In the first incarnation of Paladin, there was no eccentric wizard and his shape-shifting wife. I had to figure out a way to get Gen in court to interact with Timmons the holy man. Saerowyn and Melith popped in one day and tied up the loose ends. They not only took care of that problem, but they also became prominent players, who have helped gel several subplots.
I know there will be a scene down the road where Melith and Gen have to escape some assassins. My enchanted, flying jars showed up earlier and I wasn’t quite sure what they were for. Then one day it dawned on me the jars are what makes the escape possible.

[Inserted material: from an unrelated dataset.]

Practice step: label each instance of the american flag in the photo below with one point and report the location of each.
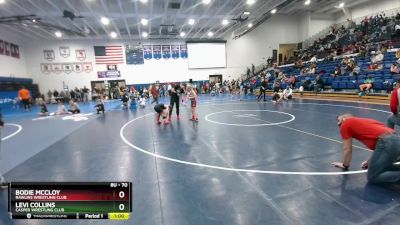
(109, 54)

In working more on the “show don’t tell” aspect of writing, I was redoing chapter 34. Instead of just having her read a poster about a singing festival at the pub, the shopkeepers, where she is buying supplies, talk to her about it. In the process, they discuss some herbs she has been gathering on the mountain and ask if she has found any blind root. Whoa, didn’t see that one coming, but it’s perfect. There is the second element to the escape. Nait, the shopkeeper, also mentions a sack of corn the mice have gnawed open. Not sure what that has to do with anything or if it does, but it feels like one of those things that will be important later to tie up a loose end. If it doesn’t, I will delete it. I’m not big on dropping lines just to fill up a page.
Perhaps when the book is completely finished I will understand what it’s about enough to pitch it. For now, I don’t have a clue and I should, since I know what is going to happen, I just haven’t written it.
I think Barbara Rogan’s workshop is going to help a lot. I hope so.